Van Noten’s invitation was symbolic: a scratch card (coin thoughtfully provided) with a black square scraping off to reveal pretty pastel flowers. Darkness into light. He opened with 20 or so stark black looks, highly constructed but softened with sculptural swoops of fabric, curves of ruching, torrents of ruffles and trailing fringes. The soundtrack was a stark, ticktocking beat to match. The second chapter saw the same shapes softened, colour creeping in with Art Deco shades of mushroom, pistachio and eau de nil, clusters of rosettes, corsets of macramé and a jacket of cobalt blue sequins. The beat intensified, adding layers of sound. The third chapter opened with faded pastel floral deconstructions of the black looks from the beginning. They also steadily intensified into clashing collages of flowers as the soundtrack resolved itself into Blondie’s “Heart of Glass,” another brilliant dissection of a classic song by Van Noten’s longtime DJ collaborator.

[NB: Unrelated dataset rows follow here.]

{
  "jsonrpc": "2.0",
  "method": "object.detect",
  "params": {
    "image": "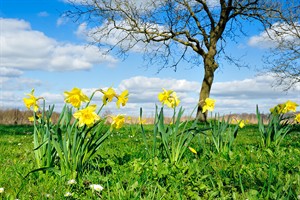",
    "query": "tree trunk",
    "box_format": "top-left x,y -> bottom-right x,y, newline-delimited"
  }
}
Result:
197,54 -> 218,122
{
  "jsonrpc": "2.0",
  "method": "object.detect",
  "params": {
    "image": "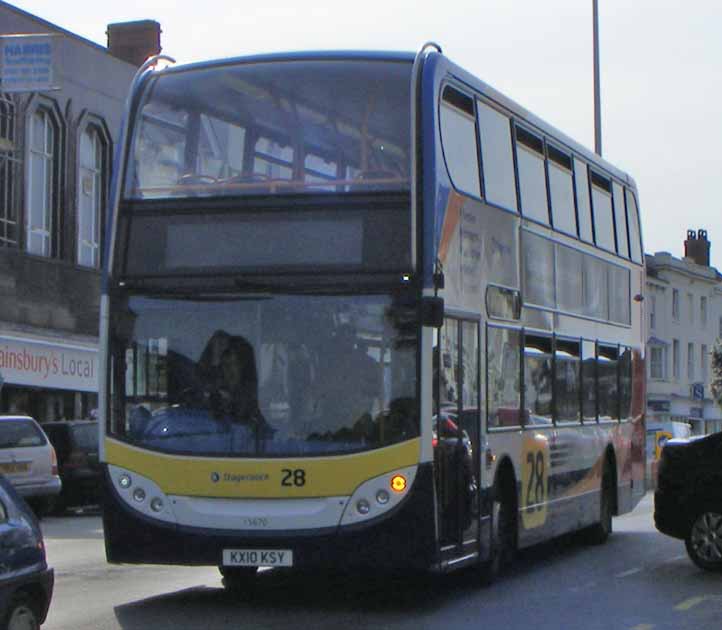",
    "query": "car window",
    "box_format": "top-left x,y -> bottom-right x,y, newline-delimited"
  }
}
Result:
0,419 -> 47,448
73,424 -> 98,451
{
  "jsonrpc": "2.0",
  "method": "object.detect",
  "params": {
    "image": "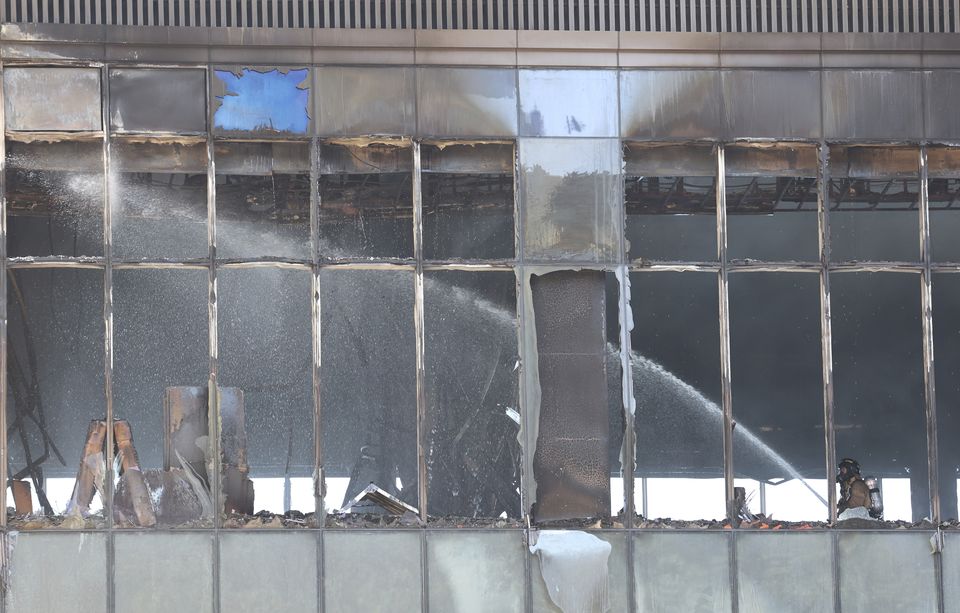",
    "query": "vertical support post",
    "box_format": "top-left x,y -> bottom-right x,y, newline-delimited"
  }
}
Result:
413,141 -> 427,522
716,144 -> 740,613
0,59 -> 9,532
206,66 -> 224,611
817,142 -> 837,523
920,145 -> 940,523
716,145 -> 734,522
100,65 -> 116,611
310,137 -> 327,527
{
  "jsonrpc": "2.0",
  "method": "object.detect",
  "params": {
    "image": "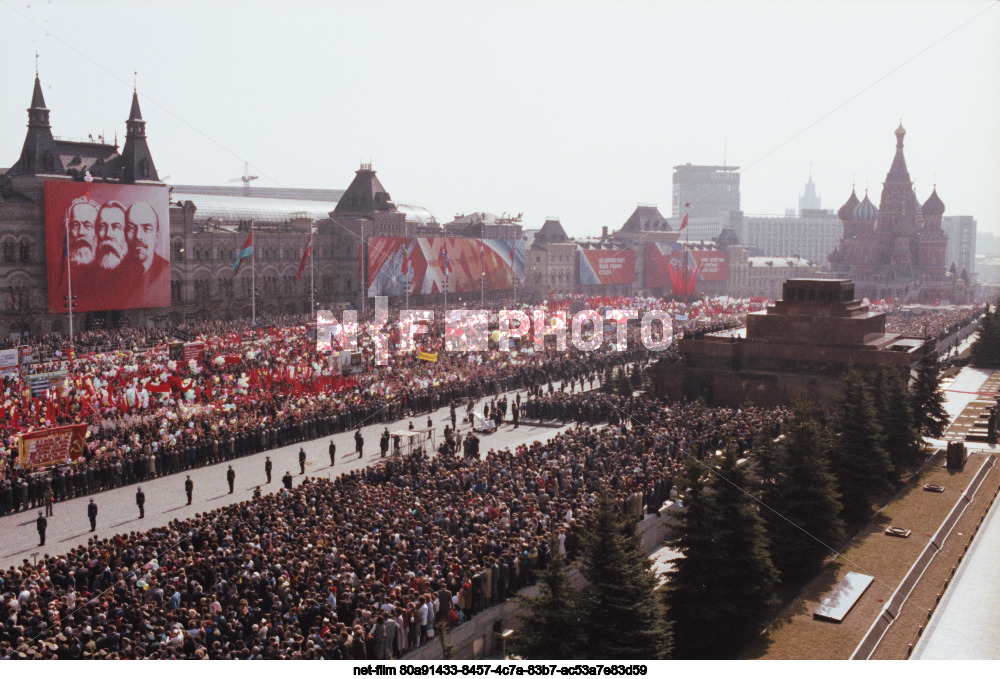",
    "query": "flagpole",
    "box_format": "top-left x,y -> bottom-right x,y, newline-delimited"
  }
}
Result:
358,219 -> 367,320
403,222 -> 413,311
309,227 -> 316,318
250,219 -> 257,326
66,224 -> 73,353
444,224 -> 450,318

The clothes were accompanied by handblown glass jewellery. “Hard but fragile,” said Van Noten. “A symbol of the world we’re living in.” Much like “Heart of Glass,” a song about heartbreak with an irresistible get-up-and-dance disco beat. The ambiguity was typical. It often feeds a melancholic stream in Van Noten’s work, but here he was adamant that the collection was unambiguously upbeat. His return to the catwalk was cause enough for celebration, even if Van Noten was sensitive to the fact that this is no time for parties. But he wanted optimism, and he got to say it with his flowers. Darkness into light indeed.

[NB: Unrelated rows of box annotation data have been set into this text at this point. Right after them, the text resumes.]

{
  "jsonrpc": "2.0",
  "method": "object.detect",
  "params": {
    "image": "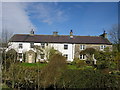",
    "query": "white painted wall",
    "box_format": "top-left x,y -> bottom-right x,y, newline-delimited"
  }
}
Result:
8,42 -> 75,61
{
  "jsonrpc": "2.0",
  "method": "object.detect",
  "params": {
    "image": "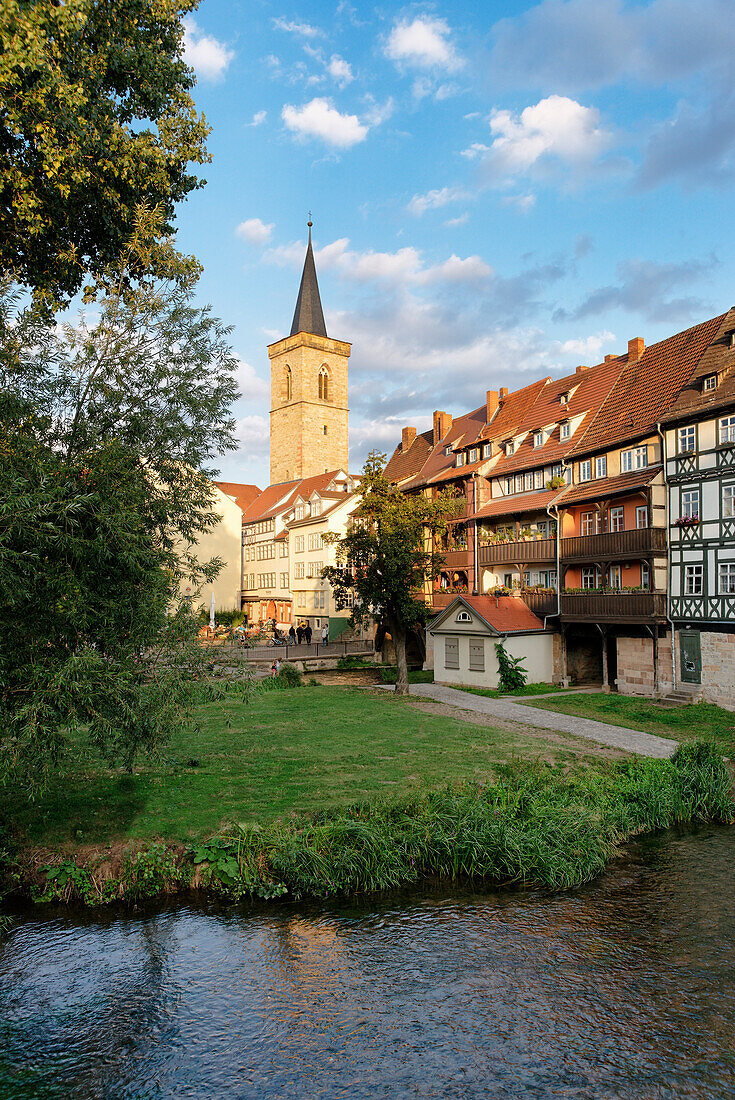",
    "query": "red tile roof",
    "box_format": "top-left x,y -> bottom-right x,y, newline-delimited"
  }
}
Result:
569,314 -> 727,455
475,486 -> 566,519
428,596 -> 544,634
215,482 -> 261,512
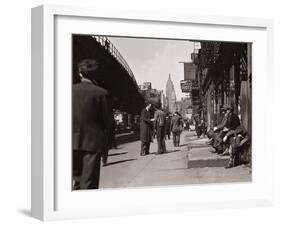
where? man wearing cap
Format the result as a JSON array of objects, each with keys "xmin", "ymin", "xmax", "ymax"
[
  {"xmin": 72, "ymin": 59, "xmax": 113, "ymax": 189},
  {"xmin": 214, "ymin": 104, "xmax": 240, "ymax": 153},
  {"xmin": 225, "ymin": 125, "xmax": 250, "ymax": 168}
]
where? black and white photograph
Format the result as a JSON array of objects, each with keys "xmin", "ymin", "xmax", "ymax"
[{"xmin": 72, "ymin": 34, "xmax": 252, "ymax": 190}]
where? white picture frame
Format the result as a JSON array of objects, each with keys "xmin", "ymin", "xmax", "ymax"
[{"xmin": 31, "ymin": 5, "xmax": 274, "ymax": 220}]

Speaking of heartbreak, Jun Takahashi has spent 30 depressing months unable to show in Paris, the city he calls his heaven, the place he can truly do the thing that fulfils him. “The pain of these three years has not healed yet, it’s going to take a long time,” Takahashi said through a translator. He added that his emotions have been piling up over the years, and he was ready for release.

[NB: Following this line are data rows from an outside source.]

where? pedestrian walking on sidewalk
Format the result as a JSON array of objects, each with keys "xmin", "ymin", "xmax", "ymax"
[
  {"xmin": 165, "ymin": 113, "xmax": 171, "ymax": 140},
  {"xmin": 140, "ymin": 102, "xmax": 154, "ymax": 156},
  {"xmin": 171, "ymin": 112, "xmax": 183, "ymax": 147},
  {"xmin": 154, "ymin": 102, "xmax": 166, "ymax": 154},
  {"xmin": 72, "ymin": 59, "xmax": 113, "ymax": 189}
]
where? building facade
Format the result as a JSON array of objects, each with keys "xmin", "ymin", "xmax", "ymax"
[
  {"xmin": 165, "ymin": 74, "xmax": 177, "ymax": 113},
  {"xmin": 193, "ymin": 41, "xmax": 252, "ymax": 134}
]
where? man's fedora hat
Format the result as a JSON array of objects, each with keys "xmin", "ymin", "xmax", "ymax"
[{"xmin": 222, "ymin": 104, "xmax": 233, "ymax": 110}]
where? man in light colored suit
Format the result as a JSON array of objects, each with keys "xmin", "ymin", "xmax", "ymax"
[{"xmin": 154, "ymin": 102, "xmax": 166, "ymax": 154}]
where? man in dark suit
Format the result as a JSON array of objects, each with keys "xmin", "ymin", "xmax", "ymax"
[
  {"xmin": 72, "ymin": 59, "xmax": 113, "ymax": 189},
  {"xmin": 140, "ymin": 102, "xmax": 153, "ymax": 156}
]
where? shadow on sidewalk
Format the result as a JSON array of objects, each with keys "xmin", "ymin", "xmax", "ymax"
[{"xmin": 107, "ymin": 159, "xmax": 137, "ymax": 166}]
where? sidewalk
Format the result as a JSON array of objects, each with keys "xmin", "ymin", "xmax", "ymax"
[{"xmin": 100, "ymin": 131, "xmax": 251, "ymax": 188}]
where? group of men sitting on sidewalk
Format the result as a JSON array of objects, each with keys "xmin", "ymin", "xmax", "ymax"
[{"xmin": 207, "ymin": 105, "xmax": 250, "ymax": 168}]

He curated a remarkable soundtrack: Erik Satie (Parisian classic), “I Remember” by Molly Drake (mother of Nick, the iconic lost boy of British folk), Laura Marling’s “What He Wrote.” The music brought the heartbreak, the collection brought the pain, but also a sense of survival. Undercover was back, after all! On T-shirts spelling LOVE, DREAM and SWEET, the letters were slashed across the middle. There were more slashes dissecting the tailored suits that opened the show, baring shoulders and midriffs. A novel way to reveal the body, but so surgically precise that they were unsettling, the kind of double take Takahashi excels at. A black MIA was slashed to create an off-the-shoulder almost-evening look, flashing orange lining. In the back, it was tied in a generous bow. Seconds later, a black leather biker, its slashes limned with zippers. There was more ingenious chaos in the boulversé tops and dresses, spare sleeves and trouser legs artfully dangling, like a strange train. The show closed with similarly disarrayed cocktail dresses and four big strapless bubbles of fabric which Takahashi called his haute couture. The models wore sophisticated pumps, like Takahashi’s subtle nod to Paris, the capital of haute fashion.
He’s been reading about Zen Buddhism, asking himself how he wants to live the rest of his life. It’s nothing religious, more a search for serenity. Perhaps it was a similar impulse which led to his choice of venue, the American Cathedral, its magnificent stained glass windows soaring above the audience. Patti Smith sang the show out with the spiritual “Trampin’” and its closing line “Tryin’ to make heaven my home.” I hope the enthusiastic reception made Takahashi feel he’d rediscovered his.